Pinkerton detective says tip about missing restaurant worker leads nowhere; café owner denies any basis for the rumor
Harry Scott of the Pinkerton Agency said Thursday that information obtained by his agency regarding a Greek restaurant helper who had allegedly disappeared following the killing of Mary Phagan had proved to have no foundation.
"It was a blind clue," he said. "We were unable to find that anyone was missing from the restaurant. Neither were we able to locate the supposedly missing person in Anniston, Alabama, where our information said he was."
George Pappas, proprietor of the Busy Bee Café at the corner of Hunter and Forsyth Streets, addressed the rumor directly Thursday morning, saying there was no basis for any story involving anyone at his establishment.
"There was no one working in the restaurant at the time of the murder except my brother, Stamates Pappas, and myself, and as you can see, we are both still here," he said.
Girl Not Known There
"Furthermore, instead of anyone going away, we have just hired another man to wait in the café. He came here last Saturday and is still here.
"So far as the pencil factory and the murder of the girl is concerned, I do not know anything about it at all. I did not even know the girl by sight. Once in a while some of the girls came in here to get a little lunch, but I did not know any of them by name and could not say positively that they worked over there at all.
"I have never been in the pencil factory but twice in my life: once on the Sunday the girl was found dead, and once before that to retrieve some dishes that had been sent over with a lunch order for one of the factory's men."

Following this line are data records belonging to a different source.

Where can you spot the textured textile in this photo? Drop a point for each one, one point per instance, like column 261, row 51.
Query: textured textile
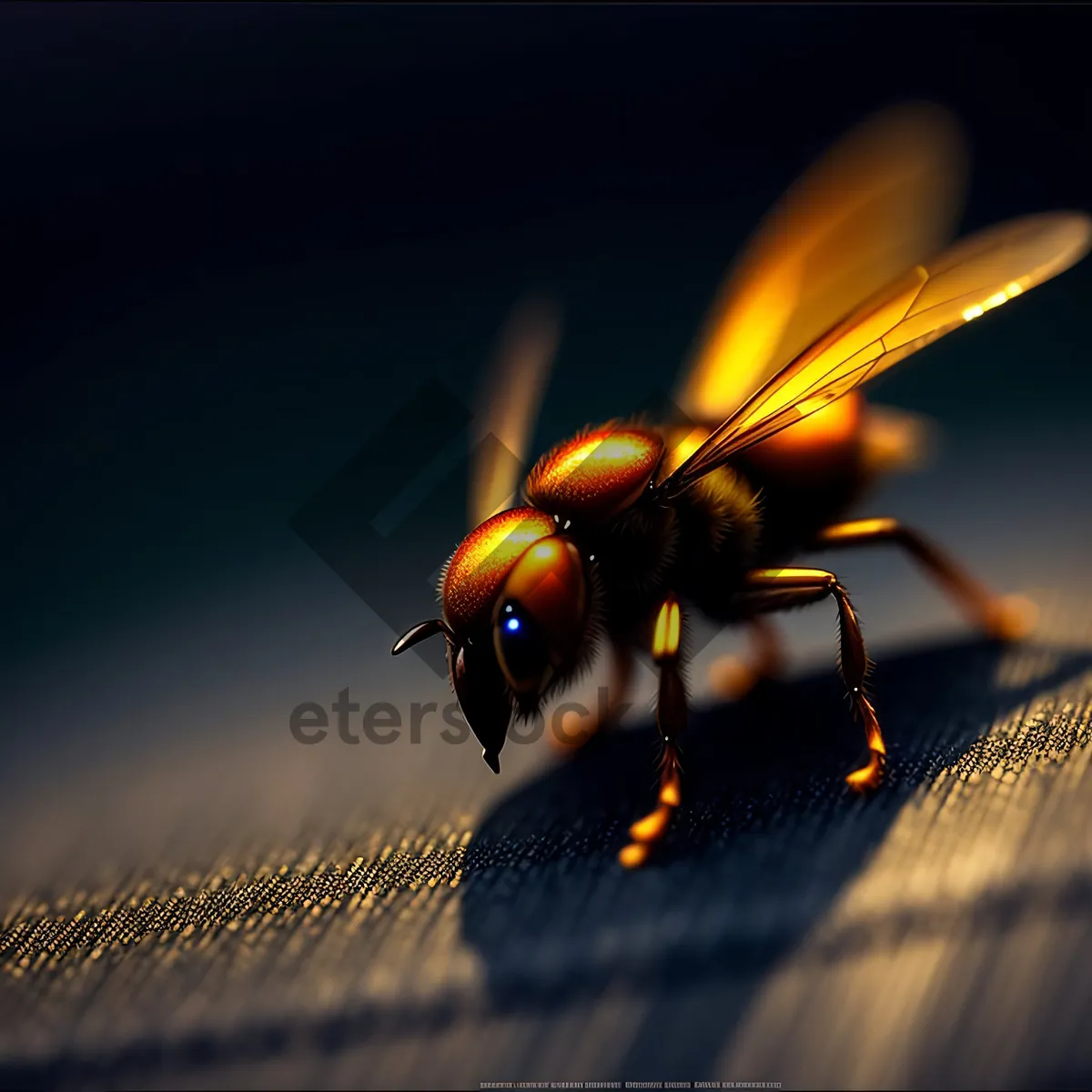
column 936, row 935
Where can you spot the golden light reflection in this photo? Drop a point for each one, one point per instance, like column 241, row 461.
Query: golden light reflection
column 665, row 638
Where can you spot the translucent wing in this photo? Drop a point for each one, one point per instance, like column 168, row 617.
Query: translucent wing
column 977, row 274
column 509, row 407
column 884, row 199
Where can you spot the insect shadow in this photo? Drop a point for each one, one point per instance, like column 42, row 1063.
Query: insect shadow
column 768, row 836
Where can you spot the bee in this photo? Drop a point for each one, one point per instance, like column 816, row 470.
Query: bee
column 628, row 529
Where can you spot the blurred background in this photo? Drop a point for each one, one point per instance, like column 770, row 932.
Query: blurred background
column 240, row 240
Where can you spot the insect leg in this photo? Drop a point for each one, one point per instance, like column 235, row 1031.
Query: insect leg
column 733, row 678
column 782, row 589
column 622, row 674
column 1007, row 618
column 671, row 719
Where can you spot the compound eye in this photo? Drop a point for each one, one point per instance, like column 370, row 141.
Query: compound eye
column 539, row 625
column 522, row 649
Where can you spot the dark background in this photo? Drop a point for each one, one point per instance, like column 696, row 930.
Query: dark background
column 239, row 238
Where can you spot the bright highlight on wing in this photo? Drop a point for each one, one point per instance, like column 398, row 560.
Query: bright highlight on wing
column 973, row 277
column 506, row 420
column 884, row 199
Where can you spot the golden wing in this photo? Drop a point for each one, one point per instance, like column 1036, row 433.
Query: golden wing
column 884, row 199
column 977, row 274
column 509, row 407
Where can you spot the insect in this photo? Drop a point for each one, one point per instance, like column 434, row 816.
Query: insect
column 631, row 527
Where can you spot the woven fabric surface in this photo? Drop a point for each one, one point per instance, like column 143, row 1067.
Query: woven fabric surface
column 934, row 936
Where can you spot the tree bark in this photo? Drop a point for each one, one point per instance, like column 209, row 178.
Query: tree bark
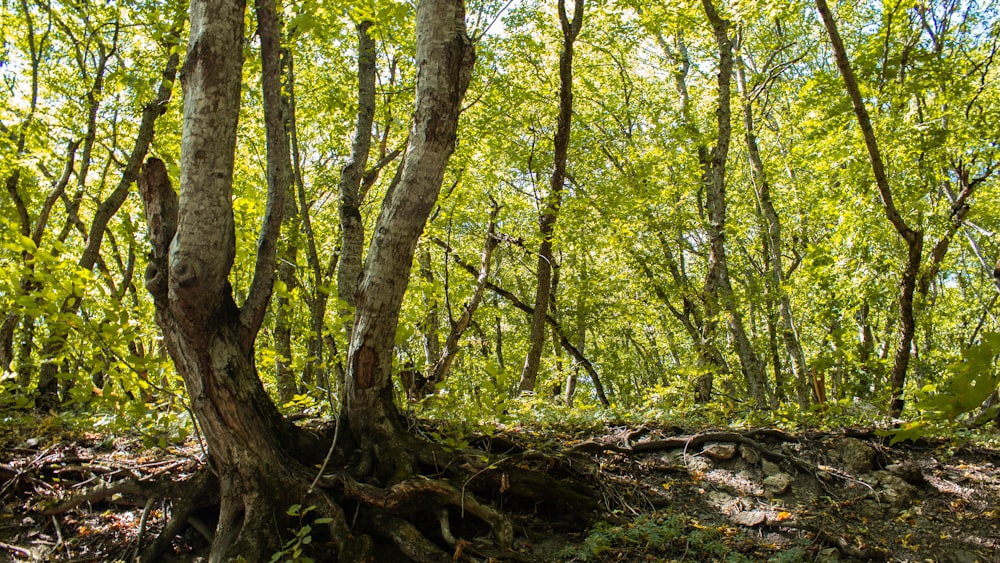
column 914, row 239
column 352, row 229
column 789, row 335
column 442, row 366
column 445, row 57
column 550, row 205
column 55, row 344
column 718, row 288
column 283, row 374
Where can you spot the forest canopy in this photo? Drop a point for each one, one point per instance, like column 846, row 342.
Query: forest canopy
column 809, row 310
column 222, row 218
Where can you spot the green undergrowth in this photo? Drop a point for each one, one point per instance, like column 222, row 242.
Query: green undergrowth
column 667, row 535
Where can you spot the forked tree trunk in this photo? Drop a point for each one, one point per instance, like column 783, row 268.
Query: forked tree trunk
column 444, row 57
column 210, row 339
column 718, row 288
column 789, row 335
column 351, row 225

Asked about the practice of sending food into the factory and whether anyone in his employ might have become familiar with the interior of the building, Pappas said they very seldom sent orders over, as they had only two men working and orders typically came in around noon when the café was too busy to send anything out.
Frank There for Cup of Coffee
Describing the movements of himself and his brother around the time of the murder, Pappas said his brother left the café around 7:30 in the evening to rest before their Easter observance, as they were expected at church that night and would be up for most of it. Pappas himself closed the café around 11:30, went out briefly, returned to bathe and dress, and at about 1 o'clock in the morning his brother came by and the two went together to the Easter service.
His brother returned to the café before him and had the place open when Pappas arrived shortly before 8 o'clock Sunday morning. Not long after, someone came in and said something had happened at the pencil factory. Pappas stepped outside and asked a policeman standing nearby, who told him there had been some kind of trouble at the factory involving a robbery and a killing.